MSO is AT&T@home, pka TCI@home.

My area went live in July of 98. I've been a subscriber since then. My problem has not been the lower speed due to the higher number of users, but, rather, the complete lack of communication, and the outright lies by the MSO to the users.

I am one of those whose upload speed was throttled while they emailed me a message about "improvements" to the system, and not mentioning the upload change. I am aware of the Freemont fiasco. The difference between Freemont, SLC, and where I live is that I'm in a City of less than 200,000 whose City fathers don't care what the MSO does with cable here. We don't have a bunch of technical people using the system here. This is the ideal AOL type user target area.

Other than a glitch around the holidays a year ago, my service had been good up to May or June of this year. My mail stopped completely or was spotty in May and June and the bulk of my email was lost, necessitating my getting an outside web site that I've been using for mail ever since, due to their unreliable mail servers.
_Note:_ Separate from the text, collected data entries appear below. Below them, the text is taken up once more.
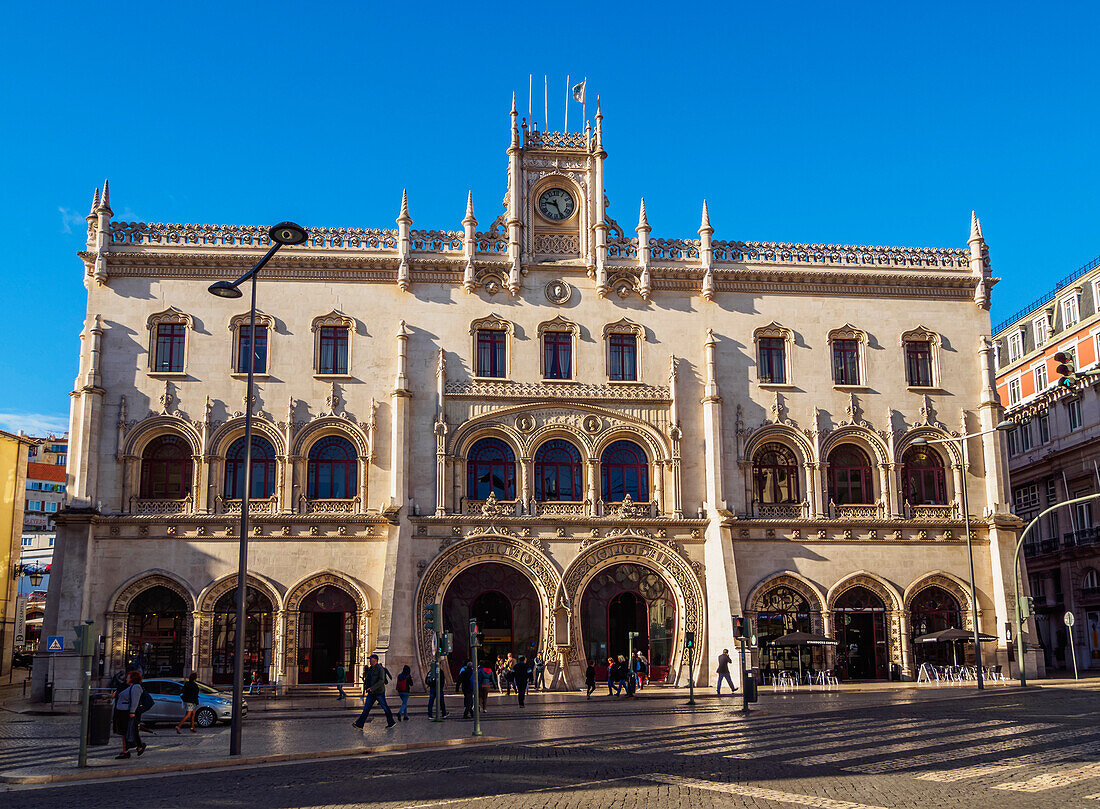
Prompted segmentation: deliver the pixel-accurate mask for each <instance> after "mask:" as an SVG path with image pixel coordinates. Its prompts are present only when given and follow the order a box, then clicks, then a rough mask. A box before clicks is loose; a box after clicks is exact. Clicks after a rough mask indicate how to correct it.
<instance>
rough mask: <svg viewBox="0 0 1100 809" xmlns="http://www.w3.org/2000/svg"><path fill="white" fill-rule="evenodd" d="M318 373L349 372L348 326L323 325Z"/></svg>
mask: <svg viewBox="0 0 1100 809" xmlns="http://www.w3.org/2000/svg"><path fill="white" fill-rule="evenodd" d="M256 342H259V340H257V341H256ZM317 373H322V374H337V375H343V374H346V373H348V328H346V327H344V326H322V327H321V337H320V357H319V358H318V362H317Z"/></svg>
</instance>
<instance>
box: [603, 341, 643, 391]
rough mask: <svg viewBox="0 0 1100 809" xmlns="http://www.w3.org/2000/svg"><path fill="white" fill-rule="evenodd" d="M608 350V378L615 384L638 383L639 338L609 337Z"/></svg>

It has gotten much worse since October. Recently, once or twice, I have had to use a dialup to do a 1mg download because I saw download rates in the 'bytes' (600 bytes per second) from cable.

To add insult to injury, calls to technical support can only solve settings problems, and they insist on checking my settings before they would even *listen* to the problem. They are unable to distinguish tech support on user software from network problems. I know for a fact that the major outage I had last week started prior to 1pm my time. However, according to *their* records, it started at 4:30pm my time. That alone shows me that they only record things as *they* see them, not as they really are.

Regards,

------------

Okay, the lady was still fuming over her latest bouts. But I have heard many similar accounts like this in fora that are not the gathering places of enthusiastic investors. And I've heard accounts just to the opposite of these, too, by new users who were elated to the point of extreme exstacy when they first tried their new cable modems. As an architect I'm forced to consider, however, that it's still very early in this game. I see the brick wall, and it's coming fast. In Internet time, that is. Comments welcome, but this time I'm putting shields up, just in case.